It was reported yesterday that the University of Memphis is now offering faculty $3K for ‘infusing’ equity, social justice into their curriculums. Other schools mentioned in the Yahoo! News article are the University of Nebraska and the University of Arkansas.
Hmmm. That’s not a bad deal! $3K for teaching in accordance with the research as they should have been doing all along?
In fact, most university professors of language have never addressed the equity/ inclusion piece in their language teaching. White privilege has been alive and prospering in probably every single university language department in the land. Why? I would say that university language teachers don’t know how to teach in any other way.
All the weak and ineffective university language teachers – so many of them – have always insulated themselves from the CI movement. There has never been a reason to change*. They didn’t need to learn to teach in alignment with the research. They still teach in the same traditional way now that they did fifty years ago. Why change when you enjoy a constant supply of motivated high-achieving good-at-memorizing high school students who are only there for the language credit toward graduation anyway?
University teachers are literally spoiled and for that reason alone they have been able to get away with teaching so ineffectively and so inefficiently for decades and decades. The students have never shut down on them because they couldn’t – they need the credit.
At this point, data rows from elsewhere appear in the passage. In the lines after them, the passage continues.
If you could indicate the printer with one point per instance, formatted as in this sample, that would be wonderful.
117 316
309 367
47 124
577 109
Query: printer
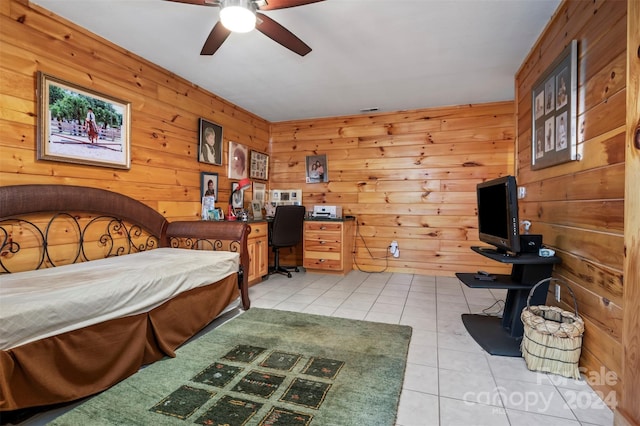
330 212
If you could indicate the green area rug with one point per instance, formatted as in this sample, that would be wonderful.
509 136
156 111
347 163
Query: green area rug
265 367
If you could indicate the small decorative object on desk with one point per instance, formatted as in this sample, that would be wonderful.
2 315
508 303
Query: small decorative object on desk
552 339
208 207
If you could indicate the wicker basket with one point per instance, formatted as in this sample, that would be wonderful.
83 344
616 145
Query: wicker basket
552 339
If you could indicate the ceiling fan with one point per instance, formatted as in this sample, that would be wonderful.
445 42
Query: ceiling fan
248 10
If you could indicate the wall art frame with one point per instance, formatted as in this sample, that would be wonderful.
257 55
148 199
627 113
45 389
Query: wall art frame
205 179
259 166
237 198
209 142
554 109
316 169
79 125
238 158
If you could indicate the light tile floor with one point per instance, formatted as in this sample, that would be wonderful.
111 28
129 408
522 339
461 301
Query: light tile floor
449 379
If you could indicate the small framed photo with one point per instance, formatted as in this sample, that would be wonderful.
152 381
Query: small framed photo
210 142
256 208
79 125
209 184
259 166
237 161
237 199
317 169
259 191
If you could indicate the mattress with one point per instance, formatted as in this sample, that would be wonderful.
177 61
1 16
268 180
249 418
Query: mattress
46 302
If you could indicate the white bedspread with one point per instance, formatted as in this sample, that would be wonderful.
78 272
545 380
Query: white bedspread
39 304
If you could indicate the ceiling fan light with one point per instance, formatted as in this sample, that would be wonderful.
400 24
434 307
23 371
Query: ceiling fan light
238 16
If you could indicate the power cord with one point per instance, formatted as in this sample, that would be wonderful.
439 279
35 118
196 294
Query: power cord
497 313
355 261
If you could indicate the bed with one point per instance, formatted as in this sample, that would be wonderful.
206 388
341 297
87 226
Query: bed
94 285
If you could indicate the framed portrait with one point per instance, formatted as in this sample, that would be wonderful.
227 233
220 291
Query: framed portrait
209 184
256 210
259 166
554 112
316 169
238 161
79 125
237 198
259 191
209 142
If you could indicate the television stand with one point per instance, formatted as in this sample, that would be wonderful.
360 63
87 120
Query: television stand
503 336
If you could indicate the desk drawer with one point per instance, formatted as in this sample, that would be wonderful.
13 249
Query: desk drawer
322 244
323 226
258 230
322 263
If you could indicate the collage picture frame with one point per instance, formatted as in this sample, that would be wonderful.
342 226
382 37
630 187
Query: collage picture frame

Here’s the good news. The BLM movement is now calling these champions of foolishness out on ALL levels of education. The days of language teachers’ hubristic incalcitrance and ignorant pride-filled posturing are rapidly coming to an end.
The sad part is that the CI movement even at the secondary levels has stalled out. We don’t teach in ways that address the equity/ inclusion piece in our high school and middle school classrooms either.
Over the past ten years in particular, there has been a serious watering-down of Dr. Krashen’s research with the result that the earlier halcyon days of the CI movement has been replaced with a mix of CI with the textbook and an overuse of the “readers” with the result that not many “CI” teachers know what “CI” really is.
Last week, Mike Peto communicated the following to me about the current state of affairs in the CI world:
“The cohesive CI community is frazzled and mostly gone, either retired or replaced by new teachers who don’t know the personalities of the old world.”
To me this means the literal death knell of the CI movement. It means that the present-day “leaders” of the CI movement have pulled the focus away from CI and shifted it to how to integrate CI with the textbook. So the new CI “experts” don’t actually really know what CI is.
They claim to use CI but don’t. They only use it because they think quite incorrectly that “CI” is just the latest buzz word in language education and it will be replaced by something else in the future and so they will stubbornly try to keep the old ways of teaching languages going but they will be in for a rude awakening very very soon.
It’s clear to me that people interested in retooling their language classrooms around real CI had better be very careful about who they learn about CI from.
I kind of got on a rant there (I never apologize for my rants here) but back to the point of this article – if you know anyone in a school that is paying cash to teachers for infusing the equity/ inclusion/ social justice piece into their language programs, tell them that they may want to jump on the Ultimate CI bandwagon.
Look for my new book and I’ll be doing podcasts on on this topic as well. The article below has prompted me to shift my priorities in future book-writing to this topic to the top of my list.
https://www.yahoo.com/news/university-memphis-offers-faculty-3k-222349791.html
*I know that the University of Alaska – Fairbanks once tried to integrated CI – then TPRS – into their language curriculum but have since lost touch with them.